STORING AND PROCESSING LONGITUDINAL DATA SETS
20230222106 · 2023-07-13
Inventors
Cpc classification
G06F21/6245
PHYSICS
G06F16/215
PHYSICS
G16H10/60
PHYSICS
International classification
G06F16/215
PHYSICS
G16H10/60
PHYSICS
Abstract
The invention relates to the processing of a data file containing one or more longitudinal data points relating to a subject. The data file is processed in a manner that reduces the risk of erroneously associating its constituent longitudinal data point(s) with an incorrect subject, or failing to associate the longitudinal data point(s) with previously gathered longitudinal data corresponding to the same subject. The invention has application in many fields including the performance of medical tests, particularly tests for biomarkers such as the ROCA test for CA125. Techniques for securely performing analysis of longitudinal data are also provided.
Claims
1. A computer-implemented method for importing a data file into a longitudinal data store for medical test data, the method implemented by a server coupled to a database storing the longitudinal data store, the method comprising: receiving the data file, the data file containing at least one longitudinal data point for a medical test result associated with a subject; parsing the data file to identify a first field indicative of whether a record corresponding to the subject exists in the longitudinal data store; determining, by the server, whether a value stored in the first field indicates that a record corresponding to the subject does not exist in the longitudinal data store, wherein in the affirmative the method further comprises: parsing the data file to identify at least one additional field, the or each additional field being associated with respective quantities that are static across all longitudinal data points for the subject; querying the longitudinal data store to determine whether any records having a value stored in the at least one additional field exist; and, in the affirmative, flagging the data file as potentially relating to the or each record identified via the querying.

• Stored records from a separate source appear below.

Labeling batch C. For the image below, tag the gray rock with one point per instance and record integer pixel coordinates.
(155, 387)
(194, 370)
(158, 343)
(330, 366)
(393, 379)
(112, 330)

2. The computer-implemented method of claim 1, wherein the subject is a person and the at least one additional field comprises a field containing a name of the person and a field containing a data of birth of the person.
3. The computer-implemented method of claim 1, wherein the subject is a person and the at least one additional field comprises a field containing a unique identifier assigned to the person during an enrolment process.

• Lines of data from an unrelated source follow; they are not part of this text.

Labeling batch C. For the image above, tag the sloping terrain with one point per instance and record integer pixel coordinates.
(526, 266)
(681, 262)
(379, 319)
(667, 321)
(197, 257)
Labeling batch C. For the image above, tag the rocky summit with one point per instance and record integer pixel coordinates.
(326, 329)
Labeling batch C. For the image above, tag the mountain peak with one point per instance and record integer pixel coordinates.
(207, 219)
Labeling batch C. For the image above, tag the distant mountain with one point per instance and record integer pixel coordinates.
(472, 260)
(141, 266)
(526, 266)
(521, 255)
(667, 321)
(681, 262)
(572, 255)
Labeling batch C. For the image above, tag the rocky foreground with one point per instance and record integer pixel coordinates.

4. The computer-implemented method of claim 1, further comprising: transmitting an electronic message to a data processing device from which the data file was received, the electronic message requesting validation of the value stored in the first field.
5. The computer-implemented method of claim 1, further comprising: receiving a message indicating that the data file relates to a corresponding record identified in the querying; and, storing the at least one longitudinal data point in the corresponding record.

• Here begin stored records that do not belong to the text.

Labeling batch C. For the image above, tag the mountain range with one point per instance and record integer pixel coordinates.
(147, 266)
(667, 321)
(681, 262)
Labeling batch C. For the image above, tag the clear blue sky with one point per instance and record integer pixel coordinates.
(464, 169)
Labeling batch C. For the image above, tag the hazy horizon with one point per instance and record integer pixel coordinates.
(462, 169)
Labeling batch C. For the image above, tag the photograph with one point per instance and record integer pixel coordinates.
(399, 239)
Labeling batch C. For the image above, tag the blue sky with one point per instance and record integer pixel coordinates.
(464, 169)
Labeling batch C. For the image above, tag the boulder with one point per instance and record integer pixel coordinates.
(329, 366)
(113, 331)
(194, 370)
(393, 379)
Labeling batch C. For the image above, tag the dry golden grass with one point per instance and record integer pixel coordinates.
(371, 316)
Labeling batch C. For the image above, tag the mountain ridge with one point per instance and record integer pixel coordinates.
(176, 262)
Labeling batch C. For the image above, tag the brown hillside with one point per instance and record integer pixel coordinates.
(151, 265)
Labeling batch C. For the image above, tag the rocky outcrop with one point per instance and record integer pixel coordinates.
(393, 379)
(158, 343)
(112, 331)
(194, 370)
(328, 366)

6. The computer-implemented method of claim 5, further comprising: initiating a data analysis operation using the corresponding record.
7. The computer-implemented method of claim 6, wherein the data analysis operation is a medical diagnostic method.
8. The computer-implemented method of claim 6, wherein initiating the data analysis operation comprises: transmitting at least one longitudinal data point stored in the corresponding record, or a quantity derived therefrom, to a secure server; and, receiving a response from the secure server, the response comprising either a result of the data analysis operation or an error flag indicating that the data analysis operation could not be completed.
9. The computer-implemented method of claim 8, further comprising: checking, by the secure server, an IP address of the server against an IP address whitelist; and transmitting an error message indicating permission for performing the data analysis operation is denied in the case where the IP address of the server is not found on the IP whitelist.
10. The computer-implemented method of claim 8, further comprising: validating, by the secure server, a token transmitted with the at least one longitudinal data point or the quantity derived therefrom; and, transmitting an error flag indicating permission for performing the data analysis operation is denied in the case where the token cannot be validated.
11. The computer-implemented method of claim 1, wherein in the case where the value stored in the first field indicates that a record corresponding to the subject does exist in the longitudinal data store, the method further comprises: parsing the data file to identify at least one further field associated with a quantity that is static across all longitudinal data points for the subject; and, comparing a value stored in the at least one further field with a corresponding value in the record corresponding to the subject, wherein, in the event the comparing indicates that the value stored in at least one further field does not match the corresponding value in the record, the method further comprises flagging the data file as potentially not relating to the record.
12. The computer-implemented method of claim 11, wherein the subject is a person and the at least one further field comprises a field containing a name of the person and a field containing a data of birth of the person.
13. The computer-implemented method of claim 11, wherein the subject is a person and the at least one further field comprises a field containing a unique identifier assigned to the person during an enrolment process.
14. The computer-implemented method of claim 1, wherein the medical test data comprises the result of a periodic test taken at least annually.
15. The computer-implemented method of claim 1, wherein the medical test is for one or more biomarkers, preferably from a blood sample.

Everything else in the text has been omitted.